2000: przenosi się do Warszawy i zaczyna pracę w agencji reklamowej. Studia skończy zaocznie, pracę magisterską napisze na temat „Społeczno- polityczna sytuacja osób LGBT w Polsce”. Dołącza do Lambdy Warszawa. Ma zapał, by zmieniać polską rzeczywistość i walczyć z homofobią, tymczasem spotyka go rozczarowanie: działalność Lambdy nastawiona jest bardziej do wewnątrz środowiska – na pomoc samym gejom i lesbijkom, a nie na przekonywanie społeczeństwa, że osoby LGBT powinny być pełnoprawnymi obywatel(k)ami.

1 maja 2001: idzie w pierwszej warszawskiej Paradzie Równości.

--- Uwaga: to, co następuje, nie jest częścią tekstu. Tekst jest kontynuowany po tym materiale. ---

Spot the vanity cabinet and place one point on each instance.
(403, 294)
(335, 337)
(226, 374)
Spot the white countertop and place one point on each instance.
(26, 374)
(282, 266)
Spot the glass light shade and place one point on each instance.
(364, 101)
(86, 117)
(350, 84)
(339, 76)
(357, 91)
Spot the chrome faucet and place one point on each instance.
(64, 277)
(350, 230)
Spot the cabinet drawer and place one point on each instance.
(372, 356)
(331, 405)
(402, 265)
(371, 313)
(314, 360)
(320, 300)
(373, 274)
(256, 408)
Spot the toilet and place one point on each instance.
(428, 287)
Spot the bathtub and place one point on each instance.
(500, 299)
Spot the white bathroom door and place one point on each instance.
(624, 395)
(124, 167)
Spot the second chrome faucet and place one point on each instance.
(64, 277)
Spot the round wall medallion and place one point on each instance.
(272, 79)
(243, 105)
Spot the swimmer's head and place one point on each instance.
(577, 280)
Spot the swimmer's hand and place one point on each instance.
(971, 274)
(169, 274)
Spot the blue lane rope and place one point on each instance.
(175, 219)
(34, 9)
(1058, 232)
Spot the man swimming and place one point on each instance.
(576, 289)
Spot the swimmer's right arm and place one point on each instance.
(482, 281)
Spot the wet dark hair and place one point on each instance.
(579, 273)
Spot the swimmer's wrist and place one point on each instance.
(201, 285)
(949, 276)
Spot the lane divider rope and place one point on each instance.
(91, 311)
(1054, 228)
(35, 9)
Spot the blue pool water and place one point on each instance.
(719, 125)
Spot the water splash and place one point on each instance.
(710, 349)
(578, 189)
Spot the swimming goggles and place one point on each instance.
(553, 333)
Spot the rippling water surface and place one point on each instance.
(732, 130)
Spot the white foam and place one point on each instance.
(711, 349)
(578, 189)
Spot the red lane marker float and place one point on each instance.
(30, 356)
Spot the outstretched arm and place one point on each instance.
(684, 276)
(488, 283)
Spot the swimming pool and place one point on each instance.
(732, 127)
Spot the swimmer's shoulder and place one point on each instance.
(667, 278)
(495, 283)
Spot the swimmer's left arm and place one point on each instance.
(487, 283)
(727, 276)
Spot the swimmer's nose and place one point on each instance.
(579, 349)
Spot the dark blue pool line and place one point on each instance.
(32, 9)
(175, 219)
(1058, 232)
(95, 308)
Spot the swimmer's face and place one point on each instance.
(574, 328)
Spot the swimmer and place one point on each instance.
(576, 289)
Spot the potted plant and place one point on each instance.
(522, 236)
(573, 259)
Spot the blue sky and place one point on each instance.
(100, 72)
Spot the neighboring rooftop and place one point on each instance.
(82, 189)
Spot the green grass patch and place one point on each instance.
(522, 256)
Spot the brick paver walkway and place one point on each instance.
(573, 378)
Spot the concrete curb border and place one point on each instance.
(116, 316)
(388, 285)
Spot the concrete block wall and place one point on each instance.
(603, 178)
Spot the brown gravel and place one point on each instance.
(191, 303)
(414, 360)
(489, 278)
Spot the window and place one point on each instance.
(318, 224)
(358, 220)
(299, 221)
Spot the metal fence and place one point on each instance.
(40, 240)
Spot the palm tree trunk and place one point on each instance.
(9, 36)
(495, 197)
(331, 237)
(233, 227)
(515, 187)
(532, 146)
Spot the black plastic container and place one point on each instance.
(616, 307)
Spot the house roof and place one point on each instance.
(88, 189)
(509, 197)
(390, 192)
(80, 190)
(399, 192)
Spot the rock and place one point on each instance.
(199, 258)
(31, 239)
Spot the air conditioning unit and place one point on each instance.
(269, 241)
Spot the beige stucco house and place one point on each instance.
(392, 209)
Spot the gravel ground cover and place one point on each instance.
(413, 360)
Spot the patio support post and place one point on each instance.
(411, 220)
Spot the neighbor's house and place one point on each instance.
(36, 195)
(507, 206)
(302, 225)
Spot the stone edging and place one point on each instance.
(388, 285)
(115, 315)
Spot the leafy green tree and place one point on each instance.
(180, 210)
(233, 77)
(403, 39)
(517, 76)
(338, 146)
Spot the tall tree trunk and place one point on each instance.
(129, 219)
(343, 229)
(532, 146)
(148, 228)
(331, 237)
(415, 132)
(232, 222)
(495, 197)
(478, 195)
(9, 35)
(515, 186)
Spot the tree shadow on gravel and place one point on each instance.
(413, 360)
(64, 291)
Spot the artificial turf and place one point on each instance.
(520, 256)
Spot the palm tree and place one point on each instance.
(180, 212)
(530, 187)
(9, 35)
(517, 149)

Lato 2001: postanawia stworzyć własną organizację, na portalach LGBT daje ogłoszenie, że szuka chętnych do współpracy.

11 września 2001: wraz z kilkoma działaczami zakłada Kampanię Przeciw Homofobii. Nowo powstałej organizacji wsparcia udziela Federacja na rzecz Kobiet i Planowania Rodziny Wandy Nowickiej. Robert zostaje prezesem. Przez następne lata razem z wiceprezeską Martą Abramowicz będą stanowić dwa główne filary KPH.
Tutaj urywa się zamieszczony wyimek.